2. One of the Greats
Florence + The Machine


"One of the Greats é uma crônica genial sobre a percepção da nossa mortalidade (influenciada diretamente por uma experiência de quase morte da Florence em 2023) ao mesmo tempo que é uma visão aguçadíssima e destemida sobre o lugar da mulher na indústria da música. Assuntos profundos e espinhosos como esses não são territórios desconhecidos para a banda, mas aqui é algo que, sinceramente, encontra a perfeição lírica devido a como a Florence, ao lado de Mark Bowen, consegue fundir os assuntos tratados com uma fluidez impecável, criando uma narrativa robusta sem nunca soar pretensiosa, que vai se desenrolando em um soco no estômago atrás de outro. E o grande ápice de uma composição já de qualidade altíssima é quando surge o melhor verso de 2026: “It must be nice to be a man and make boring music just because you can”. Eu dei uma lufada de ar misturada com uma risada sincera ao ouvir o verso.

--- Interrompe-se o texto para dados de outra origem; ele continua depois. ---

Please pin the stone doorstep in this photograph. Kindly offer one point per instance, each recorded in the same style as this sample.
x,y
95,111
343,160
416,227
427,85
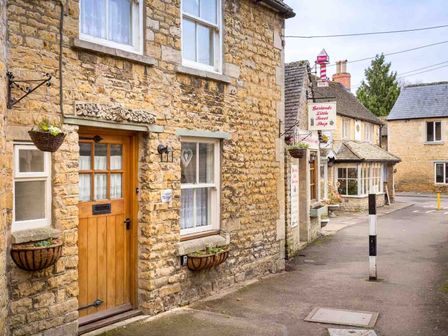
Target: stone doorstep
x,y
32,235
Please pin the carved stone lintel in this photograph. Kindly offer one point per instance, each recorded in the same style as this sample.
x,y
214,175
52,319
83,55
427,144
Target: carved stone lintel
x,y
114,112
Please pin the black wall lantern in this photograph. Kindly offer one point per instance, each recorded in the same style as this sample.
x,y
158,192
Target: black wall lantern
x,y
165,152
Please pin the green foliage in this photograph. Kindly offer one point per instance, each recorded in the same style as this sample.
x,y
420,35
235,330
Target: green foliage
x,y
299,145
380,90
46,126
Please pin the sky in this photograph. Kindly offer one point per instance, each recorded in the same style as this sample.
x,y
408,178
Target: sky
x,y
326,17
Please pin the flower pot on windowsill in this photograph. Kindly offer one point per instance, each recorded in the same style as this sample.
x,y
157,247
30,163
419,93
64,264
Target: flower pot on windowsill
x,y
36,256
45,141
297,153
207,259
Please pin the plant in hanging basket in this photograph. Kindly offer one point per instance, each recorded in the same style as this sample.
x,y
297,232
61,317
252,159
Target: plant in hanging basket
x,y
297,150
36,256
47,137
208,258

Sonoramente, One of the Greats é uma classuda, poderosa e marcante mistura de indie rock, art rock e gothic rock, com uma inspirada instrumentalização que carrega toda a força da composição sem dar espaço para vazios e, também, sem se sobressair a ponto de tirar o foco principal da canção. Florence entrega uma performance sensacional, como sempre, transmitindo toda a emoção crua da sua composição sem exageros e sem fugir também da melancolia e da acidez."

1. Look Down On Us
Maruja


"Em definição, a canção é art rock, post-rock, jazz-rock, post-punk, rap rock e punk art, mas, sinceramente, o resultado é muito mais do que isso, pois encontra um lugar tão único que pode-se dizer que é o gênero Maruja. Grandioso, barulhento, contemplativo, reflexivo, contido, expansivo, inesperado, raivoso e intoxicante são apenas alguns dos adjetivos possíveis para Look Down On Us — e ainda faltariam palavras para descrever, com justiça, toda a imensidão que a música representa. Isso também é válido para definir a performance do vocalista Harry Wilkinson. Sua presença é o fio condutor perfeito ao ser um arauto celestial que transita por toda a jornada da canção, transformando-se e transmutando-se em diversas personas para conseguir carregar o peso sonoro. E isso é algo assustadoramente lindo de presenciar. Mais uma vez, a lírica do Maruja é ácida, verborrágica, refinada e sempre devastadora em suas crônicas sobre a sociedade. Aqui não poderia ser diferente, culminando em uma composição de apuro estético, temático e poético impecável. O melhor momento da letra é no final do primeiro verso, quando está gravado a ferro e fogo: “There's genocide abundant, we all just turned away / And sold for a bargain lap it up like dogs hear them barkin' / The cunning isn't subtle, you're a target.” Em Look Down On Us, o Maruja não apenas prova que o hype de sua caminhada até aqui é totalmente justificado, mas também se posiciona em um patamar artístico totalmente fora da curva, em que apenas a banda vive atualmente."